With the cast growing from the original five to the current eight by the sixth season, The Big Theory really became four shows:
- The story of a group of nerds and the hot girl that lives across the hall from them.
- The story of two groups of friends – one, a quartet of male nerds, the other, the three women in their lives.
- The story of a socially-awkward, but intellectually brilliant nerd and the people who tolerate him.
- The story of a socially-awkward, but intellectually brilliant nerd and the hot girl who befriends him.
Trying to successfully fold all these variant themes into the sixth season showed the strain. Still, audiences didn’t mind, making the series the biggest hit of the season – so huge, in fact, that by the sixth season, The Big Bang Theory was boasting Friends-era numbers, and beating former juggernaut American Idol in the ratings. With the addition of Mayim Bialik and Melissa Rauch, the show’s plots became deeper and more complex – in fact, episodes that centered around the female characters – Penny (Kaley Cuoco), the gorgeous blonde, Amy (Bialik), Sheldon’s girlfriend, and Bernadette (Rauch), Howard’s wife – were arguably the strongest of the season.
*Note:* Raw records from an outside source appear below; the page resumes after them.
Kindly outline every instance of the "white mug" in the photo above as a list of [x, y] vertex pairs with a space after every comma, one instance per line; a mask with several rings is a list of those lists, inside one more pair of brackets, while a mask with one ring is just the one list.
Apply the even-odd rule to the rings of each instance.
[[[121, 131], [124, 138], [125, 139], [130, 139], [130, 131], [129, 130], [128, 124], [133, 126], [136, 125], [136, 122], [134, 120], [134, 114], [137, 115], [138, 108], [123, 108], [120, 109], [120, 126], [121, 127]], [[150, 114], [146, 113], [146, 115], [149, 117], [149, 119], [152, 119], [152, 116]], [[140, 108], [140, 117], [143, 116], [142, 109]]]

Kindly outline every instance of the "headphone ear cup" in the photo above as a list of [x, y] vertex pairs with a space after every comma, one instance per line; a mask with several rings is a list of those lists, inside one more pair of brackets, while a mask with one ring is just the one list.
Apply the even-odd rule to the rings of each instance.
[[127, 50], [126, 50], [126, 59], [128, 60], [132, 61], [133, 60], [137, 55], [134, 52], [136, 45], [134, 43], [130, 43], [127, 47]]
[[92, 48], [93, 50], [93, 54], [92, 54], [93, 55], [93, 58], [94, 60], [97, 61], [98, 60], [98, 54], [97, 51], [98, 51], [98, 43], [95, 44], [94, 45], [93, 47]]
The show opens with Howard (Simon Helberg) off in space. On earth, his BFF, Raj (Kunal Nayyar) is lost without him, so he turns to lonely comic book store proprietor, Stuart (Kevin Sussman). Leonard (Johnny Galecki) and Penny are still together, their relationship becoming more stable, while Sheldon (an excellent Jim Parsons) is growing, glacially, as a partner with Amy. There are a lot of moments for the gang to grow and in this season, Howard and Raj go through some of the most interesting progressions in their lives. And even though Parsons is clearly the breakout star (and multi-Emmy winner), both Helberg and Nayyar give the strongest pair of performances this season: both actors are given ample opportunities to shine. After returning to earth, Howard assumes that his friends will see him as a hero – like Neil Armstrong or Buzz Aldrin, but instead, he’s just plain old Howard, which leaves him hurt and nonplussed. And in a particularly touching episode, Howard must deal with his unresolved feelings of abandonment and resentment over his absentee father when Sheldon finds an unopened letter. It’s nice that The Big Bang Theory is willing to move beyond its “nerds are funny, dumb blondes are hilarious” jokes and dig deeper to show that these fun guys are complex individuals.
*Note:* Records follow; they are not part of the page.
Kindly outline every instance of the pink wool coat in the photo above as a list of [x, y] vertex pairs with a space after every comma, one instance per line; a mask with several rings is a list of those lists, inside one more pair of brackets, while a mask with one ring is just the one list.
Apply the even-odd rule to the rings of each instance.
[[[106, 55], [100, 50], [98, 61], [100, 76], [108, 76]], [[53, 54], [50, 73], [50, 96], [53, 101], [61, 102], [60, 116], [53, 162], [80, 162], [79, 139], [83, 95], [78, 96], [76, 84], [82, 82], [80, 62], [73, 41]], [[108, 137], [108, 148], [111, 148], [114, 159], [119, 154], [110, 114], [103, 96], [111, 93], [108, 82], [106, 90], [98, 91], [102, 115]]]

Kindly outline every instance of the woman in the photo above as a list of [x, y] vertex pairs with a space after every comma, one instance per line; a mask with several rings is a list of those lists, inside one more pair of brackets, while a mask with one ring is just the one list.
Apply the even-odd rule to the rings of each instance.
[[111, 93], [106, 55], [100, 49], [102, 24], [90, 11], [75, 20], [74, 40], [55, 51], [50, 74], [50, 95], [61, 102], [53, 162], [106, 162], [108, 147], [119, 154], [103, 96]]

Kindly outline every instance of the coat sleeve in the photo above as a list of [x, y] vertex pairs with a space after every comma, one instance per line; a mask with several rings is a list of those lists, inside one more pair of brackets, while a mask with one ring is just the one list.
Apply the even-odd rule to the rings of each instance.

And Nayyar is nothing short of revelatory as the lonely Raj, who seems unable to find love. His subplots are often saddled with cheap gay jokes – Raj is a self-proclaimed metrosexual, who is the dandy of the group. He thinks he finds a soul mate with the lovely, if emotionally-crippled, Lucy (comedienne Kate Micucci), but her appalling shyness creates obstacles in their relationship, and Raj finds himself crying piteously on Penny’s shoulder. Thankfully, the writers abandon the whole “Raj can’t talk in front of girls sober” gag, which was wearing out its welcome, and as some of the richest moments of the show featured Sheldon and Penny, in this season, Raj and Penny (along with Amy and Bernadette), also shared some great moments.
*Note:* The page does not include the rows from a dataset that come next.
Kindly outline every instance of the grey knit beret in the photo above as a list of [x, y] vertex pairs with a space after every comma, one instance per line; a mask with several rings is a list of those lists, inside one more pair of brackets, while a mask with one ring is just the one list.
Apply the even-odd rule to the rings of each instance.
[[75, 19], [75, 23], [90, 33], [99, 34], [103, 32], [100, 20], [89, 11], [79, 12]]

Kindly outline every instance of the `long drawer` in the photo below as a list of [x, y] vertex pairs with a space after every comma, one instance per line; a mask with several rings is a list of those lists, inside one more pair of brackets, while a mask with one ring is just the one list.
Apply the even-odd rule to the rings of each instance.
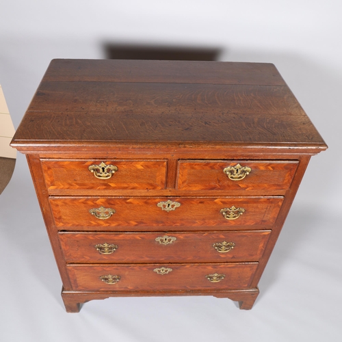
[[177, 189], [180, 190], [287, 190], [298, 161], [181, 160]]
[[[267, 229], [282, 197], [50, 198], [60, 229], [104, 231]], [[201, 229], [201, 228], [202, 229]]]
[[258, 263], [225, 264], [73, 265], [66, 266], [78, 291], [235, 289], [248, 288]]
[[222, 233], [60, 232], [67, 263], [257, 261], [271, 231]]

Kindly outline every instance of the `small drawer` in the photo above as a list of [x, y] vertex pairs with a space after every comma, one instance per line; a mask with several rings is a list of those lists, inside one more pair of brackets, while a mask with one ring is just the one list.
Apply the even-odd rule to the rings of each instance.
[[249, 287], [258, 263], [67, 265], [73, 289], [235, 289]]
[[64, 196], [49, 200], [60, 229], [159, 231], [182, 227], [186, 231], [224, 231], [272, 228], [283, 198]]
[[250, 160], [181, 160], [180, 190], [241, 190], [248, 192], [289, 188], [298, 162]]
[[60, 232], [67, 263], [258, 261], [271, 231], [230, 233]]
[[51, 194], [60, 190], [164, 189], [166, 160], [42, 159]]

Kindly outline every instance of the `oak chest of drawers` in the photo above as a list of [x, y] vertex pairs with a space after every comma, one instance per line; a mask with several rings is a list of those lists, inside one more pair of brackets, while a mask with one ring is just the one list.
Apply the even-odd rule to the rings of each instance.
[[68, 312], [114, 296], [251, 308], [326, 145], [272, 64], [53, 60], [13, 139]]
While Raj and Howard are far more compelling in this season, Sheldon is still reliable for some great laughs. He’s also given some movement to grow, but he’s also much more annoying and abrasive. One would think that his relationship would mellow him, but he’s just as obstinate and neurotic as ever. He’s still a cold boyfriend to Amy, and imperiously condescending to his friends, which makes him a hard character to like. Thankfully, Parsons and the writers manage to wring sympathy from such a potentially-unlikable person. When he’s confronted with his bad behavior, more than likely, his motives are revealed, and often they come from a place of cold logic or from the dark, twisting forest that is his psyche. But he’s never wantonly cruel.
Like the other seasons of the show, this one boasts some great guest stars, the greatest one being comic legend Bob Newhart (who won an Emmy). Other starry names include Buzz Aldrin (as a conceited version of himself), Stephen Hawking, Star Trek: The Next Generation alumni Wil Wheaton and LeVar Burton, and the aforementioned Micucci as Raj’s love interest. The guest stars are all obvious stunt casting, and though they all do a fun job, they’re little more than attention-grabbers. Even Newhart is coasting more on his iconic status than offering a particularly memorable performance (unfortunately, he’s wading in one of the season’s worst episodes).
And because this is a traditional, multi-camera sitcom, there are some trappings the show’s still suffering from: namely from an aggressively expressive laugh track as well as some so-so running jokes (Howard’s monstrous, off-camera mother is grinding the horribly emasculating Jewish mother stereotype to death). But these are minor issues, because the game cast and scripts that run from good-to-great keep the show enjoyable. And though there are far too few Penny/Sheldon exchanges for my taste, the sixth season shows that despite its advancing age, The Big Bang Theory still has a lot of stories to tell, and most of them are very funny.